Wednesday, August 3, 2011

Through A Child's Eyes

For several years, Art Linkletter was the host of a television program entitled Kids Say The Darnedest Things. However, because of their naiveté, some kids also do the darnedest things!
  • Once, during a winter snowstorm in Brooklyn, I methodically crafted several dozen snowballs and stored them on a tabletop in our family's garage. After several weeks of sunshine, I went to look for them and discovered that they had vanished.  When I asked my mother where they could have gone, she thought that was the funniest thing she had heard in years.
  • Another time, our family was walking down the aisles in the Macy's Herald Square department store when we passed a display for hair clippers. Seeing an exceptionally interesting device, I promptly reached out, held it on top of my head and squeezed its handles together, which left a shockingly precise square patch of skin with no hair. My mother was not amused.
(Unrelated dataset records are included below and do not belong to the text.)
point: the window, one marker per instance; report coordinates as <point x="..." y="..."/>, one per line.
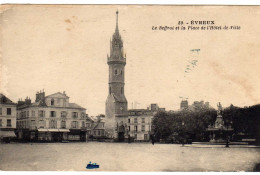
<point x="33" y="124"/>
<point x="53" y="114"/>
<point x="41" y="113"/>
<point x="63" y="124"/>
<point x="9" y="111"/>
<point x="74" y="114"/>
<point x="74" y="124"/>
<point x="83" y="124"/>
<point x="9" y="123"/>
<point x="52" y="102"/>
<point x="41" y="123"/>
<point x="53" y="124"/>
<point x="82" y="115"/>
<point x="143" y="127"/>
<point x="63" y="114"/>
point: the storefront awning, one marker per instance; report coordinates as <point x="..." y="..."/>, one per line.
<point x="53" y="130"/>
<point x="7" y="134"/>
<point x="64" y="130"/>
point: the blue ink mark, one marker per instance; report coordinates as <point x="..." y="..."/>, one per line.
<point x="92" y="165"/>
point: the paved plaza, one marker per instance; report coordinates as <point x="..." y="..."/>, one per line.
<point x="125" y="157"/>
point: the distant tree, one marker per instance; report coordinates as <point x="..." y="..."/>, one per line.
<point x="183" y="125"/>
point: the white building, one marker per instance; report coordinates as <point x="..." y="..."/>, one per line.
<point x="7" y="118"/>
<point x="51" y="118"/>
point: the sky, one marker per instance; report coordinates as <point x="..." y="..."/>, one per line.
<point x="64" y="48"/>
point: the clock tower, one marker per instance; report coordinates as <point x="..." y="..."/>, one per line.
<point x="116" y="103"/>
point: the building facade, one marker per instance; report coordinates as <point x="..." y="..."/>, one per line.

  • On a blistering hot night in a Pennsylvania motel, I once held my hand too close to a portable electric fan (this was before fans were required to have protective shields). While the idea may have seemed pretty cool, the bloody result was not.
  • When the grocery store on our block installed a vending machine that sold ball point pens, I was so fascinated by how the machine worked that I promptly spent my entire stash of quarters buying pens. Being forced to return the pens for a refund is probably what saved me from the allure of slot machines later in life.
Although their judgment may be faulty, children are remarkable astute at observing what happens around them (especially when adults are behaving strangely, or youngsters feel a need to protect someone -- or something -- they love from being harmed by adults).  Two movies seen at film festivals this month depicted children caught in moments when they realize that life is horribly unfair.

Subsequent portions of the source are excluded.